3. The damage offered by the plaintiff is attributable directly to the wrongful attachment effected on the 22nd January 1911 There can be no question that for that attachment the defendant is responsible. Order XXI, Rule 12 of the Civil Procedure Code, 1908, provides that 'where an application is made for the attachment of any moveable property belonging to a judgment, debtor but not in his possession, the decree-holder shall annex to the application an inventory of the property to be attached, containing a reasonably accurate description of the same.' It is on the basis of this inventory that the attachment is effected in the manner preferred in Rule 43 which provides that: 'Where the property to be attached is moveable property, other than agricultural produce, in the possession of the judgment-debtor, the attachment shall be made by actual seizure, and the attaching officer snail keep the property in his own custody or in the custody of one of his subordinate?, and shall be responsible for the due custody thereof.' It is plain, as pointed out by Norman, J., in Soobjan Beibee v. Sheikh Shureeutoollah 12 W R. 329 : 3 B.L.R.A.C.J. 413, that for the attachment the decree-holder is responsible, because it is he who specifies the goods which are seised in execution as the property of his judgment-debtor. Consequently, the attachment in this case, on the facts found, was wrongful, and in the words of Lord Watson in Kissori Mohun Roy v. Harsukh Das 17 I.A. 17 at p. 27 : 7 C. 436 at p. 443 : 13 Ind. Jur. 452 : 5 Sar. P.C.J. 472 : 8 Ind. Dec. (N.S.) 830, 'the illegal attachment was thus the direct act of the appellants for which they became immediately responsible in law.'
4. But it has been argued that the position of the defendant was improved by reason of the subsequent judicial determination that the properties had been wrongfully attached, as they were not the properties of his judgment-debtors. His contention is that the subsequent order that the property should not be released and returned to the plaintiff was a judicial order which affords a protection against the claim for damages. In support of this position, reliance has been placed on the decision in Peruvian Guano Co. v. Dreyfus (1892) A.C. 166 : 61 L.J.Ch. 749 : 66 L.T. 536 : 7 Asp. M.C. 225(1). That case is clearly distinguishable, In that case, there was a judicial appointment of a Receiver who was authorized to take charge of the disputed property. In the present case, the root of the mischief was the wrongful attachment effected at the instance of the defendant, who pointed out the oil mill as the property of his judgment-debtors. The case is obviously one of trespass and falls, within the principle laid down in Clissold v. Cratchley (1910) 2 K.B. 244 : 79 L.J.K.B. 635 : 102 L.T. 520 : 54 S.J. 142 : 26 T.L.R. 409 which was followed in Bhut Nath Pal Mistry v. Chandra Benode Pal Chowdhury 16 Ind. Cas. 413 : 16 C.L.J. 34 and the suit is consequently maintainable. The decisions in Joykalee Dassee v. Representative of Chandmalla 9 W.R. 133, Wilson v. Kanhya Sahoo 11 W.R. 143, Raj Chunder Roy v. Shama Soondari Debi 4 C. 583 : 2 Ind. Dec. (N.S.) 370, Madras Steam Navigation Co. Limited v. Shalimar Works Limited 28 Ind. Cas. 463 : 42 C. 85 at p. 108, Mohini Mohan Misser v. Surendra Narain Singh 26 Ind. Cas. 296 : 42 C. 550 : 21 C.L.J. 68 : 18 C.W.N. 1189 and Nanjappa Chettiar v. Ganapathi Goundan 12 Ind. Cas. 507 : 35 M. 598 : 10 M.L.T. 365 : (1911) 2 M.W.N. 414 : 21 M.L.J. 1052 are clearly distinguishable, as, on their special fasts, they were not regarded as cases of trespass at all.

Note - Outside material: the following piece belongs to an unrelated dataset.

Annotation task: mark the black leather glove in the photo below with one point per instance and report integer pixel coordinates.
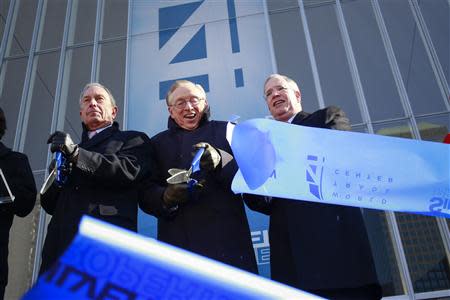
(176, 194)
(210, 158)
(61, 141)
(336, 119)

5. It has finally been argued that the claim is barred by limitation, if not in its entirety at least in part. No question of limitation, however, was raised in either of the Courts below, and we are of opinion that the appellant is not entitled to invite the Court at this stage to entertain the point. The principle applicable in circumstances of this character, under the Code of 1882, was laid down by this Court in Balaram Gantia v. Mangta Dais 34 C. 941 : 6 C.L.J. 237 : 11 C.W.N. 959. It was there pointed out that Section 4 of the Indian Limitation Act, 1877, which has been replaced by Section 3 of the Limitation Act of 1908, does not entitle the defendant to raise a point of limitation at the appellate stage, unless the Court can give effects to the contention without the determination of questions of fact, in other words, that the Court of Appeal is bound to entertain a new ground of limitation, only when the point appears, on the face of the record, to be supported by the evidence produced in the Court of first instance. The matter has now been placed beyond all doubt by Order 'VIII, Rule 2, Civil Procedure Code, which shows that the question of limitation must be raised by the defendant by his pleading. It is impossible for us to say that if the question of limitation had been raised in the Court of first instance, as it should have been, there could not have been a complete answer by the defendant. In our opinion, there is no doubt that the decree is correct and must be affirmed.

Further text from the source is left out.